Method of Retrieval-Augmented Large Language Models with Stable Outputs for Private Question-Answering Systems

doi:10.3778/j.issn.1673-9418.2406060

Abstract

Abstract: The question-answering systems based on large language models (LLMs) are affected by the issues of semantic inconsistency from LLMs, resulting in an “unstable outputs” phenomenon, which impairs the safety, robustness and credibility of a question-answering system and severely degrades the user experience. To address the above issue, this paper proposes a method of retrieval-augmented LLMs’ stability output for private question-answering systems. This approach optimizes the use of prompt words, allowing the LLMs to first output num_k synonymous queries of the user’s query, and then output the final answer. This design aims to refer to the first generated num_k synonymous queries during the generation of the final answer, thereby making the output of the LLMs more stable. To tackle issues such as unstable generation of equivalent queries and uninterpretable output formats due to the weak instruction comprehension of open-source LLMs, this paper uses data distillation to automatically construct an open-domain retrieval-augmented instruction dataset through utilizing a closed-source LLM. Then an open-source LLM is fine-tuned on this instruction dataset. In addition, an evaluation dataset is developed under a private question-answering scenario to validate the effectiveness of the proposed method. Experimental results on the evaluation dataset demonstrate that the proposed method significantly surpasses the baseline method in terms of both consistency and performance metrics. Compared with the baseline method, the proposed method shows substantial improvement on the consistency metrics, with ROUGE-1, ROUGE-2, ROUGE-L, and BLEU scores improved by 18.9, 30.1, 24.5, and 30.6 percentage points respectively; as for performance metrics, the accuracy is increased by 17.4 percentage points.

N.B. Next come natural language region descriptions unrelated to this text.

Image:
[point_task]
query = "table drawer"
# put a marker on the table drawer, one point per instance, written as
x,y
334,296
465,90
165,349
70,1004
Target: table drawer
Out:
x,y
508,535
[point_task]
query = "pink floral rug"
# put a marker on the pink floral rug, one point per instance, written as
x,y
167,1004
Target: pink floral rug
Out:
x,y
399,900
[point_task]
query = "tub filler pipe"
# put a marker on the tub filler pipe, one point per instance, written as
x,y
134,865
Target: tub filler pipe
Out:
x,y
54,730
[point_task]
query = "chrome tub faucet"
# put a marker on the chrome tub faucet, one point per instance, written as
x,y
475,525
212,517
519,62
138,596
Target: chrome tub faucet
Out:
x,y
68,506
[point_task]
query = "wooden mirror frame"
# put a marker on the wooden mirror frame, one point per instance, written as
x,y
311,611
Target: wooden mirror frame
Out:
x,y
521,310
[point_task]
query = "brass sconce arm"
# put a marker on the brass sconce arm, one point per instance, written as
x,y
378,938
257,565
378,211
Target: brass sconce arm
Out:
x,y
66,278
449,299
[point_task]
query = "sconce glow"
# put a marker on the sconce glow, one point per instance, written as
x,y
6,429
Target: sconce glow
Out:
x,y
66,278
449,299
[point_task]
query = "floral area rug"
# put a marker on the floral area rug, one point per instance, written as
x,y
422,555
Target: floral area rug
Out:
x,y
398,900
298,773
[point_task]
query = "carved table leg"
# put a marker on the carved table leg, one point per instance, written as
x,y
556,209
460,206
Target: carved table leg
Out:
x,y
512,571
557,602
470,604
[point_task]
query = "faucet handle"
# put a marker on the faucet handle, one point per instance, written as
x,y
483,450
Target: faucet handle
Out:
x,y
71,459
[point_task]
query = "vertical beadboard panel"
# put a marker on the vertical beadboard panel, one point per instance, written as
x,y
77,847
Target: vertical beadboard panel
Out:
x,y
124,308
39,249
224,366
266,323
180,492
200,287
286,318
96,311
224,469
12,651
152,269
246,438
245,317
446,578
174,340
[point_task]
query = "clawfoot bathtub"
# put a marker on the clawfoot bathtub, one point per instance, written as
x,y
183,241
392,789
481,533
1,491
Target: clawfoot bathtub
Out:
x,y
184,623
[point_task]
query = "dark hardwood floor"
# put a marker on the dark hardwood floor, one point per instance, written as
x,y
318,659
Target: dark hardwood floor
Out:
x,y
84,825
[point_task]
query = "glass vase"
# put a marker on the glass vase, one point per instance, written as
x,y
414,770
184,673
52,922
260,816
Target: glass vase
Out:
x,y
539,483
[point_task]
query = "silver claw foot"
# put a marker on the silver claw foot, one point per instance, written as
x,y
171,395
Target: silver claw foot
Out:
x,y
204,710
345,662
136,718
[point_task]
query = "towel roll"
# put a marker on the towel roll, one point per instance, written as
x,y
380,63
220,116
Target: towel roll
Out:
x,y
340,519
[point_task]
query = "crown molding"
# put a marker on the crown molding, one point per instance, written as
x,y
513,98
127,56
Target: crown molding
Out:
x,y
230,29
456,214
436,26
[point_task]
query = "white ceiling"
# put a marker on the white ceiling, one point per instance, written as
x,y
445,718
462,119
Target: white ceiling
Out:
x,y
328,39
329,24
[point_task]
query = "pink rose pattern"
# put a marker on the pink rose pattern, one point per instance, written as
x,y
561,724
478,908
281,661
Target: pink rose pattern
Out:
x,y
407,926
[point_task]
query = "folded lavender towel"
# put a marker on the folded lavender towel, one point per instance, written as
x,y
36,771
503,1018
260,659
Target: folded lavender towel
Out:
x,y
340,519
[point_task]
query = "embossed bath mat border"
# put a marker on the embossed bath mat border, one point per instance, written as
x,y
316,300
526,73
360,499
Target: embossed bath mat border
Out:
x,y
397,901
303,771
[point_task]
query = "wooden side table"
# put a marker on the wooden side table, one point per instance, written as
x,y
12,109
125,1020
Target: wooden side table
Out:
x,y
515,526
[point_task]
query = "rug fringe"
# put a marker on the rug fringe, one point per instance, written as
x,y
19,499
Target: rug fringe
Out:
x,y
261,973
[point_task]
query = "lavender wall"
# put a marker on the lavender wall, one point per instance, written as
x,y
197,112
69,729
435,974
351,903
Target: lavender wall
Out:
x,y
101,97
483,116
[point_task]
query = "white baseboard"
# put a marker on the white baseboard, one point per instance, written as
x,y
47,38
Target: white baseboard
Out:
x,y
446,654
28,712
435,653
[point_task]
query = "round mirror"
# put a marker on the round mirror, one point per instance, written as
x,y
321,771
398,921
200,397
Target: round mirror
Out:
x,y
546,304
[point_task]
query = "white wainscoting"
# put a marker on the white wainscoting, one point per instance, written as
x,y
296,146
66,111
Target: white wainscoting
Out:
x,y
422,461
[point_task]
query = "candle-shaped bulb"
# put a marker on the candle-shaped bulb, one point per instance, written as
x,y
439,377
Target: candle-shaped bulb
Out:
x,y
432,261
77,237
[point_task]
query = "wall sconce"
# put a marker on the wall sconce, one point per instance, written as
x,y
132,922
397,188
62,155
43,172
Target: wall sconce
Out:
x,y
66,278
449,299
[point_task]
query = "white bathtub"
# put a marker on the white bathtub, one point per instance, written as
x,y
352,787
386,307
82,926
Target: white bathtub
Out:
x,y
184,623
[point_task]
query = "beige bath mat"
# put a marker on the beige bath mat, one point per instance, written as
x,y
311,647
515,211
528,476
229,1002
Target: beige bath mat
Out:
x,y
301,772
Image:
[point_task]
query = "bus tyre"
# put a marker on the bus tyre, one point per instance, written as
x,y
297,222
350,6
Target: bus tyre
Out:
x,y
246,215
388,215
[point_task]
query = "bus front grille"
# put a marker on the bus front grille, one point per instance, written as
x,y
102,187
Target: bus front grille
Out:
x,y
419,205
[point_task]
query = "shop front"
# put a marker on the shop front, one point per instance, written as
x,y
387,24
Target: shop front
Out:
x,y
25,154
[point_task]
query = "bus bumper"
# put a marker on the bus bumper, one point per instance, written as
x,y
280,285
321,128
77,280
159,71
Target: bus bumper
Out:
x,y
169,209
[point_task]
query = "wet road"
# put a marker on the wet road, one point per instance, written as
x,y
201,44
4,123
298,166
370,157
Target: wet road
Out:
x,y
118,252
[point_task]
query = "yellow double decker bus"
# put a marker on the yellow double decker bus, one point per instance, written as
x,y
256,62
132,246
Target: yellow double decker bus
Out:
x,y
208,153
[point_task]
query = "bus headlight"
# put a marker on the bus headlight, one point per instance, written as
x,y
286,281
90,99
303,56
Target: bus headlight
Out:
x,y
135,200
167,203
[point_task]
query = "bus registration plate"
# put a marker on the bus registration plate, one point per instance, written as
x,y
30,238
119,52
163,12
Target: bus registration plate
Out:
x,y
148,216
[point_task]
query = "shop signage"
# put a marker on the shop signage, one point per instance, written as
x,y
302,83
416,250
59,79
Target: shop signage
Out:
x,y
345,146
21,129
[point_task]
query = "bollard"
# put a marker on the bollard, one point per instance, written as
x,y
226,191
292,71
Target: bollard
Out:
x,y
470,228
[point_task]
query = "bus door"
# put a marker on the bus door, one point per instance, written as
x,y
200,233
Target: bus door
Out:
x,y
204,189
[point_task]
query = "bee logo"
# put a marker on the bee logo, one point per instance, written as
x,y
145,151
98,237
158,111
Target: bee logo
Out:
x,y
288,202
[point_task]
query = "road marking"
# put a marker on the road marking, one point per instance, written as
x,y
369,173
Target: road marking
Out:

Key words: large language models, retrieval-augmented generation, stability of large language models, question-answering systems

摘要： 基于大模型的问答系统受大模型语义不一致性问题的影响，会出现“输出结果不稳定”的现象，从而制约着问答系统的安全性、鲁棒性和可信度，严重影响了用户体验。针对上述问题，提出一种面向私有问答系统的检索增强式大模型稳定输出方法。该方法通过优化提示词，让大模型首先输出num_k个用户查询的同义查询，然后输出答案；目的是在大模型输出答案时，可以参考已经输出的num_k个同义查询，从而使大模型的输出结果更加稳定。针对开源大模型因指令理解能力弱而出现的“同义查询生成数目不稳定、输出格式无法解析”等问题，提出通过数据蒸馏的方式，利用闭源大模型自动构建了一个开放域上的检索增强式指令数据集，在该指令集上对开源大模型进行微调。构建了一个私有问答场景下的评估集以验证该方法的有效性。在上述评估集上的实验结果表明，该方法在一致性指标和效果指标上，均显著优于基线方法。与基线方法相比，该方法的一致性指标ROUGE-1、ROUGE-2、ROUGE-L和BLEU分别提升了18.9、30.1、24.5和30.6个百分点，效果指标正确率提升了17.4个百分点。

关键词: 大模型, 检索增强生成, 大模型稳定性, 问答系统

LI Boxin. Method of Retrieval-Augmented Large Language Models with Stable Outputs for Private Question-Answering Systems[J]. Journal of Frontiers of Computer Science and Technology, 2025, 19(1): 132-140.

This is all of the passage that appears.